Peroxisome proliferator activated receptor-γ (PPAR-γ), a nuclear transcription factor, modulates angiotensin II (AII) or thromboxane A2 (TxA2) response in the vasculature via transcriptional regulation of their gene or receptor expression. Increased AII or TxA2 vasoconstriction and deteriorating renal function observed in glycerol-induced acute renal failure (ARF) may be attributed to a down-regulated PPAR-γ expression/activity probably via an increased free radical generation. In this study, we investigated the effect of PPAR-γ induction in glycerol-induced ARF by examining renal vascular reactivity to AII and TxA2 and by renal expression/activity of PPAR-γ. Vascular responses to AII or U46619, a TxA2 mimetic were determined in rat isolated perfused kidney following induction of ARF with glycerol (50%, v/v, i.m.). Extent of renal damage and function were assessed with or without pre-treatment with ciglitazone (9 nmol kg−1 × 21 days), a PPAR-γ inducer. In ARF, vasoconstriction was enhanced to AII (three-fold; p < 0.05) and U46619 (82%; p < 0.05). Ciglitazone reduced AII and U46619 vasoconstriction by 59 ± 1% (p < 0.05) and 56 ± 1% (p < 0.05), respectively. Ciglitazone reduced proteinuria (38 ± 3%) which was two-fold higher in ARF. Similarly, ciglitazone enhanced Na+ excretion by 1.5 times while reducing BUN by 49 ± 6%. On the contrary, ciglitazone did not change plasma creatinine which was significantly higher in ARF rats.

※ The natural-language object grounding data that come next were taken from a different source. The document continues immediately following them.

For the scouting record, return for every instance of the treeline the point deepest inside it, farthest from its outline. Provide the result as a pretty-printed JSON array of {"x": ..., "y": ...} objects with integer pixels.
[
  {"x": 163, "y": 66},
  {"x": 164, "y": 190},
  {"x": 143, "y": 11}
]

Ciglitazone reduced free radical generation by 30 ± 3% while elevating nitrite excretion ∼2-fold. PPAR-γ expression and activity were significantly lower in ARF rats and ciglitazone enhanced PPAR-γ protein expression and activity by 45 ± 3% and 52 ± 4%, respectively. Data from this study suggest that reduced PPAR-γ expression and activity may be involved in the pathology of glycerol-induced ARF and induction of PPAR-γ by ciglitazone confers protection through reduced AII and TxA2 vasoconstriction and/or enhanced renal function via reducing free radical generation.